To clean main sewers by flushing, the dry weather runoff is usually stored behind a flushing shield and the necessary flushing volume depends on the length of sewer reach, the diameter and the slope. The storage time of the flushing volume depends on the flow rate of the dry weather runoff. During the storage period, when the flushing shield blocks the sewer profile, the remaining dry weather runoff downstream of the flushing shield is slowly drained due to the sewer geometry. In many cases the sewer reach that has to be cleaned by flushing, is not totally drained before the necessary flushing volume is reached and the flush wave is released. This means that the flush wave runs into a water body of dry weather runoff, which affects the power and cleaning effectiveness of the wave considerably.
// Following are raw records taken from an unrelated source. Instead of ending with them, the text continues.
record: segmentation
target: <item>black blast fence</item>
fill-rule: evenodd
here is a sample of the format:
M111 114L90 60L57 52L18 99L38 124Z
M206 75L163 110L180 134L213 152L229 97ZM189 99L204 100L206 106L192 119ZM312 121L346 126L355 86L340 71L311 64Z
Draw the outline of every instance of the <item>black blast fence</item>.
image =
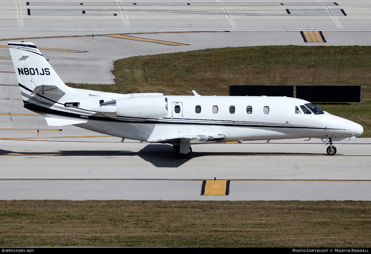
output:
M358 102L360 86L296 86L296 98L311 102Z
M230 86L230 96L286 96L294 97L293 86L246 85Z

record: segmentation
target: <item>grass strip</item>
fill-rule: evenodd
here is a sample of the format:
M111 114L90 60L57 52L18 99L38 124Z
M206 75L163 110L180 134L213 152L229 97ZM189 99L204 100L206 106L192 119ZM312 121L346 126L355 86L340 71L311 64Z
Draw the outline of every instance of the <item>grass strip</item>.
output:
M357 85L364 105L322 104L329 113L361 124L371 137L371 47L262 46L211 49L120 59L112 85L72 87L130 93L228 95L230 85Z
M3 200L0 245L368 247L370 205L361 201Z

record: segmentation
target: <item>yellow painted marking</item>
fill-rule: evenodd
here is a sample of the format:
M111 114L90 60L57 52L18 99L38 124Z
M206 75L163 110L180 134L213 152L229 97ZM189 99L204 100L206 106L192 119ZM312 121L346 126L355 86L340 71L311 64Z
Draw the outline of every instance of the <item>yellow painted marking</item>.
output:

This hydraulic behaviour of the dry weather runoff is usually not taken into account for the design of flushing devices, either in scientific investigation or in practical applications.
Many numerical and practical investigations on sewer flushing were carried out over recent years with respect to flush waves which act like dam-break waves along a sewer reach. The main objective was to analyse the behaviour and cleaning efficiency of the flush waves created by different flushing devices. Thus the focus was on the creation of the needed critical bottom shear stresses required to lift deposits from the sewer bottom and transport them to sewer reaches with a higher transport capacity or to the treatment plant. An extensive summary can be found in Schaffner (2008).
The usual assumption in these investigations was of a dry sewer bottom downstream of the flushing devices. This initial condition is usually found in stormwater tanks or sub-main sewers which are totally drained before they are flushed, but unfortunately this initial condition is seldom found in main sewer systems.
The intention of the present investigation was to analyze the behaviour and influence of different downstream levels of the remaining dry weather runoff on the bottom shear stresses of different flush waves. Therefore typical sewer geometry with an adequate dry weather runoff was created in a one-dimensional numerical model. In seven scenarios the movement of the dry weather runoff was modeled for the storage time of the flushing volume and the assumed initial conditions for the modeling of the flush waves. The investigations of the calculated bottom shear stresses gave a good estimate on the potential cleaning efficiency of the waves. In the next step the results of the flush waves, modeled with realistic downstream levels, and were then compared to flush waves modeled with a dry sewer bottom to show the differences of the two approaches.